Armstrong then took a deep breath, massaged his forehead, murmured "Oh boy, here we go," and appeared for several moments to be on the verge of telling the nation his news. He seemed to lose his focus, however, commenting that it wasn't as if anything he was about to say would diminish the fact that he beat cancer or that his foundation has donated more than $250 million to cancer research.

In addition, Armstrong said the American people had to promise that, following his announcement, they would resist the urge to remove their Livestrong bracelets and throw them away or burn them.

"Okay, there's no easy way to put this, but, well, you guys know how I won a record seven consecutive Tours de France between 1999 and 2005?" said Armstrong, who took a sip of water as his hand visibly shook. "Well, this has to do with that. It also has to do with this impending federal investigation of my cycling team. What it absolutely does not have anything to do with is the fact that I am an inspiration to cancer sufferers worldwide—cancer sufferers who could potentially experience serious physical and emotional setbacks if you break your promise and get mad at me."

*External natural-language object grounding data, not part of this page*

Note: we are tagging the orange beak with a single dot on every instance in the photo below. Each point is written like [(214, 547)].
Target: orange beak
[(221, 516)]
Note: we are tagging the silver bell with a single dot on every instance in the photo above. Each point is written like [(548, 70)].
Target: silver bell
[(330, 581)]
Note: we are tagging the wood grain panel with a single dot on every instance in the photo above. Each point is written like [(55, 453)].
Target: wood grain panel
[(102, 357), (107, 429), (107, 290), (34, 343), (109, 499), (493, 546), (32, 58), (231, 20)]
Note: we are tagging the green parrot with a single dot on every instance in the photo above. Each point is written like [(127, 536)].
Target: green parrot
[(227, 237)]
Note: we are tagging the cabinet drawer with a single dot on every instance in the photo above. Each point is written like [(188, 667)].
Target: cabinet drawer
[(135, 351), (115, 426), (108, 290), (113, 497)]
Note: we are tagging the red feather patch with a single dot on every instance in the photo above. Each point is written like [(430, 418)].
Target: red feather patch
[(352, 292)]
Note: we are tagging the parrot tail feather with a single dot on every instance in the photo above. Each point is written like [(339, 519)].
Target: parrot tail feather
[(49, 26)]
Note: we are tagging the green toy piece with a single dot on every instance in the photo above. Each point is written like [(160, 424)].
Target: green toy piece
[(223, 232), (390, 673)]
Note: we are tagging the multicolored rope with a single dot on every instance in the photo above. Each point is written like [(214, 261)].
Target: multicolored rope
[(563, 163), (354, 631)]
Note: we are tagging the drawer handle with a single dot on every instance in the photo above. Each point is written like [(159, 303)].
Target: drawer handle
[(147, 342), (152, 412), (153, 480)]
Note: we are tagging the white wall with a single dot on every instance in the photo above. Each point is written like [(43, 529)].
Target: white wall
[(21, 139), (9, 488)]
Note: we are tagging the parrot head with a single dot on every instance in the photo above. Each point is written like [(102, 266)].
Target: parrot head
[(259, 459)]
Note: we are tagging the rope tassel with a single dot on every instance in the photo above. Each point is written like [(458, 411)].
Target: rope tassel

Throughout the preamble to his announcement, onlookers reported getting the impression that Armstrong felt some need to defend what he was about to tell the country. The world's most successful cyclist spent almost 25 minutes telling the nation that, as a top-level international athlete, one has to do certain things to remain competitive; that he has no regrets; and that, given the chance to live his life again, he would do everything again the same way.

Armstrong also repeatedly mentioned that he had beaten cancer.

"You have to understand—in the high-pressure world of competitive cycling, it's all about getting any advantage you can," Armstrong said. "And if we were being realistic, we'd have to admit that everyone in cycling was trying to get an advantage. So, in a way, if we were all trying to get the same advantage, then the playing field was still completely equal. So I was still the best. It makes sense when you look at it that way. And nothing I am about to tell you changes that. So, when I'm finished saying what I have to say, you all have to promise to still adore me."

"In fact, if you don't still adore me, and you suddenly get all huffy and say that I wasn't really a hero all these years, you are in the wrong here, not me," Armstrong added. "You. Not me."

Armstrong then stood, paced back and forth for a moment, shook his head, and returned to the microphone.

"You guys are not making this easy for me, that's for damn sure," he said. "This really shouldn't be hard. Because it's actually not even really that big of a deal. At all. Frankly, I don't even know why I'm here right now."

Armstrong reiterated for a fifth and sixth time that he had beaten cancer.

"Okay, here goes," Armstrong said. "Um, in the late '90s and early 2000s, I took, um… You see, in order to give myself a better chance of winning, I… Yes, there were instances during the Tour when…"

"You know what? I forgot what I was going to say," Armstrong added. "Sorry. I feel like an idiot. Have a nice afternoon."